The City of Bombay Improvement Trust (BIT) was created on 9 In December 1898, in response to the Bombay plague epidemic of 1896, the Bombay Chamber of Commerce approached Governor Lord Sandhurst to ensure “the destruction of insanitary [sic] property and the thorough cleansing of the city and suburbs" after the 1897 International Sanitary Conference in Venice threatened to quarantine ships from Bombay.

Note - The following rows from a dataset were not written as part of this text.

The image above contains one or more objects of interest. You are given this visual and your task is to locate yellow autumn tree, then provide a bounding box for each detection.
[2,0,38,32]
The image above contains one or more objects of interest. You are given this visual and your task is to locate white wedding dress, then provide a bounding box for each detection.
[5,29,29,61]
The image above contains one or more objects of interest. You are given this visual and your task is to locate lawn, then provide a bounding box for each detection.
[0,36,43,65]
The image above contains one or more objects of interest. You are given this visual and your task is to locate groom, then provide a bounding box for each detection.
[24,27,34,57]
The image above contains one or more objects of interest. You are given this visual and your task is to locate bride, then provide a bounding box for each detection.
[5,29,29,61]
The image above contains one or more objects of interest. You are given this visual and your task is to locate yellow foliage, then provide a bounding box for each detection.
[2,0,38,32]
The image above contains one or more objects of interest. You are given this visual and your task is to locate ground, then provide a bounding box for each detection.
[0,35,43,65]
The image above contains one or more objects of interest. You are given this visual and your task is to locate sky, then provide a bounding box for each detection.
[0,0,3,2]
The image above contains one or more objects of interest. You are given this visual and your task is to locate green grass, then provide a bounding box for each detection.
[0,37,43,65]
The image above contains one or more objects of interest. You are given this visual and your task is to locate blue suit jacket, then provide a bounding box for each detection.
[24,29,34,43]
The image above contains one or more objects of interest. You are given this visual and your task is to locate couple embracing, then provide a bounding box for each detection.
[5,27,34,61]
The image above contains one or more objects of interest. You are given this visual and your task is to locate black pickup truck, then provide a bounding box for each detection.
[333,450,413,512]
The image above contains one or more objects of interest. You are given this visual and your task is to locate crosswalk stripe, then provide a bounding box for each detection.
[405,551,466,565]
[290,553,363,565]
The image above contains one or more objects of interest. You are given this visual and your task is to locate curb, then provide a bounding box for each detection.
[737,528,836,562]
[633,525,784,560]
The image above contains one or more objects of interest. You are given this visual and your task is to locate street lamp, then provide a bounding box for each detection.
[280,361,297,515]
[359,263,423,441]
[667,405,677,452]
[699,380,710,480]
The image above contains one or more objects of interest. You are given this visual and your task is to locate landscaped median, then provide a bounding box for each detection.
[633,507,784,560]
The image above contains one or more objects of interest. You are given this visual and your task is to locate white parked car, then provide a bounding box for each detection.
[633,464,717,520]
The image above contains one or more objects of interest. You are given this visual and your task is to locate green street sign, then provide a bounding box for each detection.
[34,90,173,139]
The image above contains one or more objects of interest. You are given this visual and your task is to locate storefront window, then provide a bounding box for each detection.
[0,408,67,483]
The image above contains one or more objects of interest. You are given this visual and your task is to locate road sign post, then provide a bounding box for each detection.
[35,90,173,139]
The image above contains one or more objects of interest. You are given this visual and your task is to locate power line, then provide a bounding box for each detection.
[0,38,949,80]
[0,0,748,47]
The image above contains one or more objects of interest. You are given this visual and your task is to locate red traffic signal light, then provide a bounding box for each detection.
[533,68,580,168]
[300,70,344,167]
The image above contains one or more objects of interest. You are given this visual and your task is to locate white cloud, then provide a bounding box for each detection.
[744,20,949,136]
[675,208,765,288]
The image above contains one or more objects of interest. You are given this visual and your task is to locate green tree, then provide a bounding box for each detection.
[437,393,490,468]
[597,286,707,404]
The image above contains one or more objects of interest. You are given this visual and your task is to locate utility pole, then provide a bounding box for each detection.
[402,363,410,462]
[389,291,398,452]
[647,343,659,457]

The BIT was modeled on contemporary English and Scottish town-planning institutions and "possessed the authority not only to build housing, but also to demolish slums and widen roads, and improve sanitation, particularly in the “problematic” working-class neighborhoods."

== Organisation ==
British colonial officials constructed the BIT's board to "guarantee the basic framework of property rights." The board was dominated by members favourable to commercial and industrial interests; four members represented the Bombay Municipal Corporation (BMC), and the Bombay Millowners’ Association, the Bombay Chamber of Commerce and Port Trust.

== Activities ==
The CIT widened roads in the central, crowded, parts of the town. A new east-west road, the Princess Street, was constructed to channel the sea air into the centre of the crowded residential areas. The north-south Sydenham Road (now Mohammedali Road) was also constructed with this end in view.

The Dadar-Matunga-Wadala-Sion suburban development was started in 1899 with the express purpose of relieving congestion to the south. Well-laid out plots, with mixed land-use patterns marked these sections. Completed in 1900, access to these parts were through the newly completed Mohammedali Road.